Coimmunoprecipitations
Control cells or MDCK cells stably expressing HA-tagged wild-type or mutant CLDN16 were washed with PBS and lysed on ice in lysis buffer (0.5% Triton X-100 in PBS supplemented with a protease inhibitor cocktail). The postnuclear supernatant was precleared and immunoprecipitated with anti–ZO-1 (Zymed) or anti-HA (Roche) antibodies and protein G sepharose (Pharmacia). Immunoprecipitates were washed with lysis buffer, fractionated by SDS-PAGE (10% acrylamide), blotted onto polyinylidene difluoride membranes, and probed with antibodies against HA or ZO-1, respectively, followed by incubation with suitable HRP-labeled secondary antibodies (Jackson Laboratories and Pierce) and chemiluminescence detection (Pierce).

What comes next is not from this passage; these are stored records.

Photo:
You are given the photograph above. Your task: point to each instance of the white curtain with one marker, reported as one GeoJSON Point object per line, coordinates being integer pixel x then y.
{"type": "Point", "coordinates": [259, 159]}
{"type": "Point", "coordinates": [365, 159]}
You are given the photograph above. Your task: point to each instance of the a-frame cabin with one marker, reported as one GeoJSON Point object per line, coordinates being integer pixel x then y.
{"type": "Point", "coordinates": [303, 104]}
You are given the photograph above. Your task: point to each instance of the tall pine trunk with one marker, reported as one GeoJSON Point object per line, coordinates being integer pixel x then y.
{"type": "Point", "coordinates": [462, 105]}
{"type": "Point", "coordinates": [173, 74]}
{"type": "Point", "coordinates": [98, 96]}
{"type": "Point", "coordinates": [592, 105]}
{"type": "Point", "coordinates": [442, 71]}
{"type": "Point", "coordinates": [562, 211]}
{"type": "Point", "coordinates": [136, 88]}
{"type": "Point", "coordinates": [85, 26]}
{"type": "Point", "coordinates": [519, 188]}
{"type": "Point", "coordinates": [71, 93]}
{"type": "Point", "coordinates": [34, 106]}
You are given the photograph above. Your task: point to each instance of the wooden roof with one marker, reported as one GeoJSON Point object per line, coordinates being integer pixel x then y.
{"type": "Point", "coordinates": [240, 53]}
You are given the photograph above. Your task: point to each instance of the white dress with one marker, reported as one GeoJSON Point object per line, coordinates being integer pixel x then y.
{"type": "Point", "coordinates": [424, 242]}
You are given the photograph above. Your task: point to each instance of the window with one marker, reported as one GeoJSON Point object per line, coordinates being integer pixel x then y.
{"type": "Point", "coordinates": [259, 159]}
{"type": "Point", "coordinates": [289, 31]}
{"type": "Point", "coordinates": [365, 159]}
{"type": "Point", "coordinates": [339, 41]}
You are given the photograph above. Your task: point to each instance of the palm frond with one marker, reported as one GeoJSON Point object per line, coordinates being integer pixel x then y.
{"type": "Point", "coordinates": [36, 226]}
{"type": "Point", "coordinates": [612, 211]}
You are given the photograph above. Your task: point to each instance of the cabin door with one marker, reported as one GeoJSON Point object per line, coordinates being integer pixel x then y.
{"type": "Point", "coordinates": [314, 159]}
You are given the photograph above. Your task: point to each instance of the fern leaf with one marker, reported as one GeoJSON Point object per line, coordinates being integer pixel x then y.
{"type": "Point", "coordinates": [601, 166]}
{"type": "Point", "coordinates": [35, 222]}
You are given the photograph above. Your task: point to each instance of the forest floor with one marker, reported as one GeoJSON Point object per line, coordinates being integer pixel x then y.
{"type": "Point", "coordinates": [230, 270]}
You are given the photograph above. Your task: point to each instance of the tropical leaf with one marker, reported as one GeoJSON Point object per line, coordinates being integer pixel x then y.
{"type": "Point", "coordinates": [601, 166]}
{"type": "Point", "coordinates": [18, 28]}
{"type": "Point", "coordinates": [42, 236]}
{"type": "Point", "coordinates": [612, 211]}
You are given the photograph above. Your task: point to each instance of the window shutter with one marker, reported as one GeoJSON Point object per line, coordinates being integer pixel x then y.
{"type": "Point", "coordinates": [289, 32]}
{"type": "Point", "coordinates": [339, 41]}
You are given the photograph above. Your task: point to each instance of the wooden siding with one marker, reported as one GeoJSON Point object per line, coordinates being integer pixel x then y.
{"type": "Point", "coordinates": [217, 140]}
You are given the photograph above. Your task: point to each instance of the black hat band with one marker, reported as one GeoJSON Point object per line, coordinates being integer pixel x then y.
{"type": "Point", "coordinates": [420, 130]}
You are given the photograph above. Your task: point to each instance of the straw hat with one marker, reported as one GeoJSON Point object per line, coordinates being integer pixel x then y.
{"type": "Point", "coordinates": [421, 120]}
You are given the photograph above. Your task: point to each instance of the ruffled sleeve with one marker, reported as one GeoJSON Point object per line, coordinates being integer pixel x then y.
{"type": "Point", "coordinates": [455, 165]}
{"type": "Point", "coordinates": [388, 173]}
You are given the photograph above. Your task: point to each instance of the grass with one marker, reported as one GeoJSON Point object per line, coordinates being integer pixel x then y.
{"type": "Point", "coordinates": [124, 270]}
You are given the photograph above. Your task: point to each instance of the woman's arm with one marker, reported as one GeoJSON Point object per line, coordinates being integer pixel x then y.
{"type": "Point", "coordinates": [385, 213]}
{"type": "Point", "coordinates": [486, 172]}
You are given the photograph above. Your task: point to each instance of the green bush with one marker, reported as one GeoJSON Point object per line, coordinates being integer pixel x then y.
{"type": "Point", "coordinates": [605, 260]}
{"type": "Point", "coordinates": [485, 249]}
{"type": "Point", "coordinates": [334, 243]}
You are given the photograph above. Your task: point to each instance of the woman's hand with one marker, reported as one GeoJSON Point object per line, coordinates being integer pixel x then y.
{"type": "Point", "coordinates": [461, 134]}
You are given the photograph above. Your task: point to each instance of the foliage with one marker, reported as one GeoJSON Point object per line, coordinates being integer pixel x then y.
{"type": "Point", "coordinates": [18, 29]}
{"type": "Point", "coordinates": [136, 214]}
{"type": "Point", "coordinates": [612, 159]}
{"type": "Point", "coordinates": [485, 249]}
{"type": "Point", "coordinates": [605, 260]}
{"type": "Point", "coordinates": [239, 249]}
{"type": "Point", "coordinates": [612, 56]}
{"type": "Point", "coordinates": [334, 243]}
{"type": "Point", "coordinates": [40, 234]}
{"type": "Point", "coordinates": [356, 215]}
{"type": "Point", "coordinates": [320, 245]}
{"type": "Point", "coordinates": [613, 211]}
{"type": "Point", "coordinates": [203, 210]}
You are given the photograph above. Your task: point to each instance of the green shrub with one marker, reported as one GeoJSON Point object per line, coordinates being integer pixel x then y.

Immunofluorescence Microscopy
MDCK cells grown on glass cover slips or Transwell filters (Costar) were fixed with 3.7% paraformaldehyde for 30 min and were permeabilized with 0.2% Triton X-100 in PBS. After blocking with 10% goat serum (GibcoBRL), cells were incubated with different primary antibodies (5μg/ml) followed by suitable fluorescent secondary antibodies (1:1,000). Images were acquired using a confocal laser scanning microscope (BioRad) and IMARIS software (Bitplane), essentially as described by Kausalya et al. (2001).
Results
Identification of a Novel Mutation in the CLDN16 Gene
Screening for mutation in the CLDN16 gene was performed in 27 individuals from a cohort of 11 families with HC (Weber et al. 2001b); 18 members of 9 families (in each family, one affected and one nonaffected member were investigated) did not show a mutation in any of the sequenced alleles. However, in two families—one of Scandinavian (A) and the other of Spanish (B) origin—mutation screening revealed a novel single homozygous substitution of a cytosine for a guanine at position 697 of the ORF in patients A3, A4, A6, and B6 (fig. 1a and 1b). Individuals A1, A2, and A7, as well as B1 and B2, were heterozygous for the mutation, whereas A5, B3, B4, and B5 were not eligible for genotyping. At the protein level, the mutation results in the substitution of a conserved C-terminal threonine, at position 233, for an arginine (T233R; fig. 2). Sequencing the corresponding exon of the CLDN16 gene of 111 unaffected individuals, together with previous analysis of 160 control chromosomes (Simon et al. 1999), did not reveal polymorphisms or allelic variations.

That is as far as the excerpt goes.